Hi Everyone I am Peter Jankuliak and I work for MaidSafe as a remote developer. I am based in Slovakia and have been primarily involved in rUDP/Crux and Crust.
As was covered by the previous weekly updates, everyone in the team is now assigned
a library or two for which they are primary/secondary maintainers. For me, it is the
Sentinel and Routing libraries respectively.
If I was to sum up what the Sentinel is all about, I would say it is to remove the standard single point of failure with cryptography, that is, the centralised Certificate Authority. The idea is nice and simple, instead of asking an authority for the public key of an entity, we ask the nodes which surround that entity, then, once enough nodes reply, we determine the public key by cross referencing the results.
One can imagine that this requires some work with multiple arrays of arrays, maps of sets
…etc… and this is where I must say I’m really glad we get to work with Rust. Due to it’s Iterator API, the code reads like a SQL command on many occasions written in the language itself. The code is also a lot shorter due to this and a lot less complex than we had in C++ before, not to mention more correct.
But let’s step away from the Sentinel. One thing I wanted to mention that started
with this sprint is the shake in responsibilities of each programmer. Up until this sprint
most of us had their own playground they worked on. This was great in terms of focusing
on getting the job done as one could get into the zone when the day started and left the
zone at the end of the day. But the one major flaw with this approach is that the knowledge of the project as a whole was concentrated around David leading to him being flooded with questions from each side and a dangerous centralisation of knowledge.
This has changed with this sprint and each one of us now has to do reviews of their
secondary libraries on a daily basis. I think this may slow progress in the short term
a little as we become used to the context switching, although the sprint
is still scheduled to finish on time. That said, I’m quite excited about this change, because in the long run this will increase the team’s knowledge and progress will accelerate beyond what we had prior to this sprint.

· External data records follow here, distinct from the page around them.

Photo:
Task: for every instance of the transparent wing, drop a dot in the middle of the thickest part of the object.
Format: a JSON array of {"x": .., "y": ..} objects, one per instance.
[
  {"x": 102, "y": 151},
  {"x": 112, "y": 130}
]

Back to the updates though, Sentinel is about 50% done, and we expect to integrate it with Routing soon. Prakash and Ben are working hard on address relocation in routing, this is another security feature that should prevent attackers from generating their own network IDs and thus claiming they’re someone else. Niall is deep in Crust improving node discovery on LANs while Mahmoud is helping in Sentinel too with writing tests and a lot of other guys are solidifying types/structures in the maidsafe_types library.
Spandan and Krishna have created a mock of routing to allow the client to be fully implemented and tested independent of routing, no small feat. This is the same process we took with vaults and works very well. Today Spandan demo’ed the client self_authentication on this and it was very cool to see this working so fast. The progress in Client to get an API for app devs is amazing and this sprint will see the start of this API. App devs will be able to start developing against these API’s straight away. With Qi and others building vaults to include safecoin farming rate analysis and storage changes (also in this sprint) you can see that we have something pretty special happening. Brian and Shona has created some nice graphics and this will see the maidsafe_types library’s readme becoming easier to understand. He also created the first test safecoin last week, so we are watching him
Mostly thanks to Ross, QA are moving forward and have cleared the backlog there, so much more effort will be put into the installer part of the project again. All in all another hard week ahead and a great few initial days behind us. The speed now is amazing and seeing what’s been achieved on a daily basis is very comforting and head spinning all at once.